Soseli, jetzt will ich euch aber ein paar Bilder nicht vorenthalten. Obwohl ich, den Bildern nach zu urteilen, masslos übertrieben habe. Naja, die schlimmsten Dinge habe ich auch nicht gefötelet 😉

Viele, viele Kartons und Säcke stehen zum Abholen bereit. Aber das ist noch längst nicht alles!
Praktisch, so ein Lift-Dingsbums. Vitamin B hilft dabei auch. Vorallem was den Preis angeht 😉
Vom Balkon aus konnte ich das lustige Treiben gut fotografieren
Lift-Dingsbums am neuen Ort. Hat ganz schöne Spuren im Rasen hinterlassen…
Viele, viele Kartons wollen ausgepackt werden
Jap, das alles gehört Bjartur und Rakel und will irgendwie nicht selber in den 3. Stock…

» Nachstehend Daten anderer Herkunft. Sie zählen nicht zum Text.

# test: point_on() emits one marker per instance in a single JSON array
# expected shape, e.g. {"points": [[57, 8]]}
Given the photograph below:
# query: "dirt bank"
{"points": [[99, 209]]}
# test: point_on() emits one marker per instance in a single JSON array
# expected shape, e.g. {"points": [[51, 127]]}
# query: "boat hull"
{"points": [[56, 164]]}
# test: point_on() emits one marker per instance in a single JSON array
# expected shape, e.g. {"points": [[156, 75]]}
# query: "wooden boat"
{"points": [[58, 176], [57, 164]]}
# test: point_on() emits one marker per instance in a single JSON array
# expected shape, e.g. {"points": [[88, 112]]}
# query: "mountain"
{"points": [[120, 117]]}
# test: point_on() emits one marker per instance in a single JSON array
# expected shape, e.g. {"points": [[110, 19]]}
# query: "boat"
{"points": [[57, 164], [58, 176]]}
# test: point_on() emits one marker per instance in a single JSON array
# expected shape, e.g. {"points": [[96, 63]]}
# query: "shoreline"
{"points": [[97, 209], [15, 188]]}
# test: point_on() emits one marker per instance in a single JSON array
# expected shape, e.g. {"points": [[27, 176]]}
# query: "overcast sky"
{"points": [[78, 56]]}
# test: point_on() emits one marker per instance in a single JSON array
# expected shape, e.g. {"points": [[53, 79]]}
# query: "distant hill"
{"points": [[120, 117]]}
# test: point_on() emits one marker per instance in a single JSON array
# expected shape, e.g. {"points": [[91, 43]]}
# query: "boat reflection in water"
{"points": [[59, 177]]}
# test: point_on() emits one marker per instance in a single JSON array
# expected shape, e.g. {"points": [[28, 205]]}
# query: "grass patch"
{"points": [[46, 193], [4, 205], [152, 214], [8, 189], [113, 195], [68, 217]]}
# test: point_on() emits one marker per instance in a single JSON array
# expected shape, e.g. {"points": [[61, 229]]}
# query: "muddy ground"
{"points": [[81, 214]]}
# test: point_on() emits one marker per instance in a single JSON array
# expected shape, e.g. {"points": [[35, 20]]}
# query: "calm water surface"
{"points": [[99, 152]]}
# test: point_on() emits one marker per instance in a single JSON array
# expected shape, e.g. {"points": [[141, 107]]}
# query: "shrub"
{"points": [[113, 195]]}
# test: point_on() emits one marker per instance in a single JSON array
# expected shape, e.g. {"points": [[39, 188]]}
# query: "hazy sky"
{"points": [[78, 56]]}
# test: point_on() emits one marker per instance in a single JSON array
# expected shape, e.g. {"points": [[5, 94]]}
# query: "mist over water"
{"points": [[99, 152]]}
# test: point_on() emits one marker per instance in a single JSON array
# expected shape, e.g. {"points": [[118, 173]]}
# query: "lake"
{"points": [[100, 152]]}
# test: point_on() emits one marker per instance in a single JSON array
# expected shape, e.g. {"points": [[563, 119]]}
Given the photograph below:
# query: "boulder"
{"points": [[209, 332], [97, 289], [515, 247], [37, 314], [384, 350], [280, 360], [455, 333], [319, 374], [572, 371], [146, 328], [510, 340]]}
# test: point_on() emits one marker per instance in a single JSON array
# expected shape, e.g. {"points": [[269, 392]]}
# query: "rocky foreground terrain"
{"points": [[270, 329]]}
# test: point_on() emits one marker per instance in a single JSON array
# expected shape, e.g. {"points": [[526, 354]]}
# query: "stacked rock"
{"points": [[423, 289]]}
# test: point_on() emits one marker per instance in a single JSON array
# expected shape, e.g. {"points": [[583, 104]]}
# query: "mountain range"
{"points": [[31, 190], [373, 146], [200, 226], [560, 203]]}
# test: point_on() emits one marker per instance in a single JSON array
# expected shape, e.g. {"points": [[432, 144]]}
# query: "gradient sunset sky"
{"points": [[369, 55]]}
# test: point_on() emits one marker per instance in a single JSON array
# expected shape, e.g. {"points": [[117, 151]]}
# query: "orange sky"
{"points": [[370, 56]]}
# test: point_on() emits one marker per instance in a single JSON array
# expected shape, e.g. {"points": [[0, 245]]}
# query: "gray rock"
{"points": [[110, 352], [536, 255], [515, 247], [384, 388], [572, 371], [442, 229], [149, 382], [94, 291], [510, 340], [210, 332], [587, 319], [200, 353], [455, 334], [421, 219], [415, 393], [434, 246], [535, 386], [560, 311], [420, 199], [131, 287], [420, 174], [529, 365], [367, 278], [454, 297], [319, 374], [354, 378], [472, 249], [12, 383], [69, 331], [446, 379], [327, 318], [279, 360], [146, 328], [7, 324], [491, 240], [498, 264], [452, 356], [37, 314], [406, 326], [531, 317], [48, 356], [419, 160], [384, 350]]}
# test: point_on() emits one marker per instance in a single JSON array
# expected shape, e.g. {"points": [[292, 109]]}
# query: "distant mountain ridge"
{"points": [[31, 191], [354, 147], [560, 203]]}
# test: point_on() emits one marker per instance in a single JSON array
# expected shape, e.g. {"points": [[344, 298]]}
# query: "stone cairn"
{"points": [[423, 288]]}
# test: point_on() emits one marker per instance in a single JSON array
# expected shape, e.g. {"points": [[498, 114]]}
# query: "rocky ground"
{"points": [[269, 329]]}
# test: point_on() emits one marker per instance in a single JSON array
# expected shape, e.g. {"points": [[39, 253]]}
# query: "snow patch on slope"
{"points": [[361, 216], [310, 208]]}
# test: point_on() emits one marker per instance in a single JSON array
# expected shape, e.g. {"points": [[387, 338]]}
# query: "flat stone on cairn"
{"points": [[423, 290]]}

Um ca. 20:30 Uhr hatten wir den Umzug geschafft und durften nach Hause gehen. Für mich war es so selbstverständlich, ihnen zu helfen, schliesslich sind sie unterdessen auch meine Freunde. Aber Rakel hat kaum aufgehört, mir zu danken für meinen Einsatz. Und auch Bjartur war sehr dankbar. Dies ist einerseits schön, andererseits ein bisschen schade, dass es anscheinend für andere Leute nicht selbstverständlich ist, dass man sich unter Freunden aushilft. Rakel und ich waren die einzigen Frauen und als wir bei der neuen Wohnung ankamen, waren nur noch Siggi, Bjartur und ein dritter Mann namens Örn da. Die anderen Zügelhelfer waren bereits wieder gegangen.

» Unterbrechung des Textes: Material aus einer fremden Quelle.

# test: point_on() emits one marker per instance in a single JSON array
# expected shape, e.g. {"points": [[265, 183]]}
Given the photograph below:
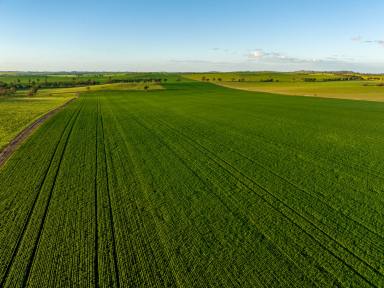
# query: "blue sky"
{"points": [[194, 35]]}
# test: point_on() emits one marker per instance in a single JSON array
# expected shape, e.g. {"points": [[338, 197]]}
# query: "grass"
{"points": [[17, 112], [197, 185], [370, 87], [355, 90]]}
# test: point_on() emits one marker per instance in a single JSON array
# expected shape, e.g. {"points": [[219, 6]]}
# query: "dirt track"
{"points": [[19, 139]]}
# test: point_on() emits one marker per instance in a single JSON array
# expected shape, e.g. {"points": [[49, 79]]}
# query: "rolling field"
{"points": [[197, 185], [354, 90], [329, 85], [17, 112]]}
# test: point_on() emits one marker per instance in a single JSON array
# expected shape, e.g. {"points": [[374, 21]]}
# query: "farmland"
{"points": [[17, 112], [197, 185], [330, 85]]}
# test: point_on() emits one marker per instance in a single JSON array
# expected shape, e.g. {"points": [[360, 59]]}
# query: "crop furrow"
{"points": [[41, 228], [237, 172], [29, 215]]}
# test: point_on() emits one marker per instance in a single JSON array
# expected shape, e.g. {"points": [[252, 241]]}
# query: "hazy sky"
{"points": [[198, 35]]}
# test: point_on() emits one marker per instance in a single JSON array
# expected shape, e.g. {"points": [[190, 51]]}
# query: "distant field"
{"points": [[356, 90], [329, 85], [197, 185], [17, 112], [101, 78]]}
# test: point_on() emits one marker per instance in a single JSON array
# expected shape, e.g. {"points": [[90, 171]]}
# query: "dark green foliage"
{"points": [[197, 186]]}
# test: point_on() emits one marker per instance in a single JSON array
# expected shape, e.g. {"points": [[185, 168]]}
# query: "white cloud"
{"points": [[360, 39], [256, 54]]}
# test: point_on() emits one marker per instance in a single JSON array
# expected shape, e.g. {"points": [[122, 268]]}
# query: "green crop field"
{"points": [[197, 185], [330, 85], [17, 112]]}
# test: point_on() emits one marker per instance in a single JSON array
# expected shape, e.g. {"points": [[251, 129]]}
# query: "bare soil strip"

Ganz und gar nicht isländisch war das Wetter! Wir hatten den ganzen Tag Sonnenschein, was einfach perfekt war. Merci Jesus! Zwar schwitzten wir ein bisschen mehr, als wir das bei kühlerem Wetter getan hätten, aber ich war sehr dankbar, dass es nicht geregnet hat. So konnten wir die Sachen ohne Bedenken draussen rumstehen lassen.

Ja und jetzt habe ich noch eine Raclette-Party für meine isländischen Freunde vorzubereiten 😀 Schliesslich kann ich den 1. August nicht einfach so sang-und klanglos verstreichen lassen!

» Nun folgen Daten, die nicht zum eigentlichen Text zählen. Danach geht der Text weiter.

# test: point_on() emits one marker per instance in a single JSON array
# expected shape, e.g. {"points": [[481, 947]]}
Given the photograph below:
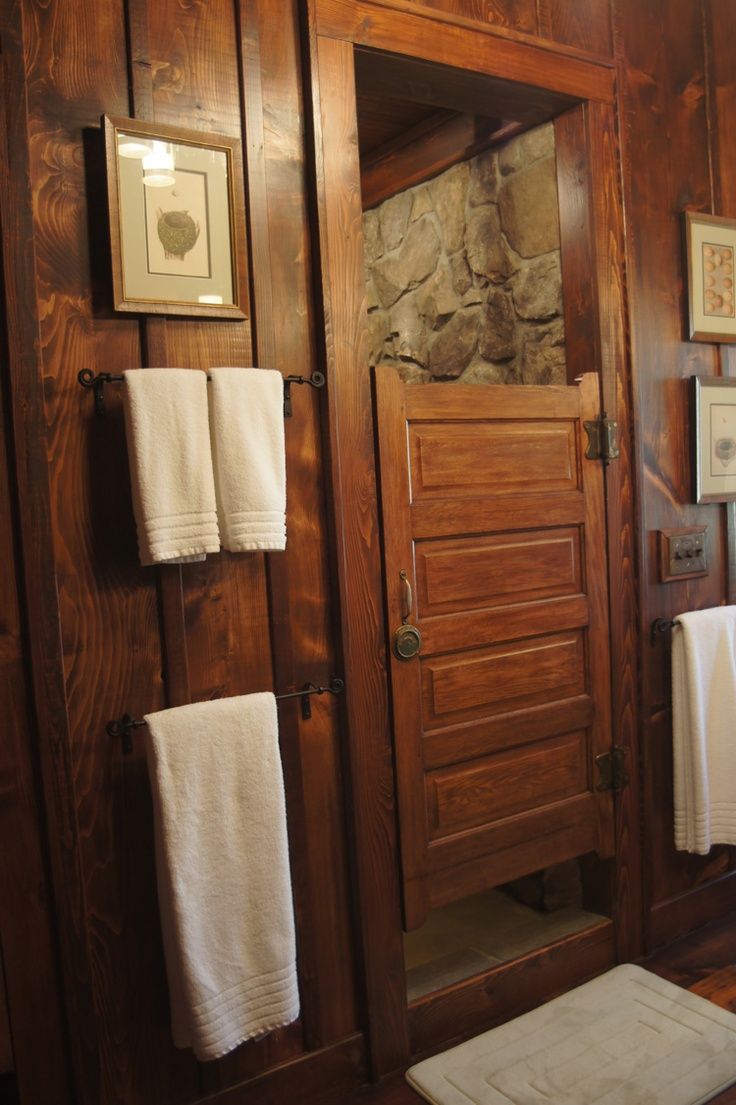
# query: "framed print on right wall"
{"points": [[711, 249], [713, 422]]}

Tschüss, mach’s gut, bis zum nächsten Mal!

Meine drei verrückten Hühner sind seit Freitag wieder zurück in der Schweiz und haben jetzt auch ihr Gepäck wieder. Wir verbrachten wunderbare 10 Tage voller Lachen, tiefer Gespräche, Ausflügen, kleinen Abenteuern und erholsamen Nächten. Es war super, die drei Frauen hier zu haben und ihnen Island lieb zu machen.

Bald ist auch meine Zeit hier abgelaufen und ich fliege am 16. August zurück in die Schweiz. Darum sage ich dir hier: „Tschüss, mach’s gut, bis zum nächsten Mal!“ Und verabschiede mich aus dem Blog.

Aber wie du sicher weisst, gilt für mich: Einmal Island, immer wieder Island. Und wer weiss weiss, vielleicht bist du ja auch mal dabei?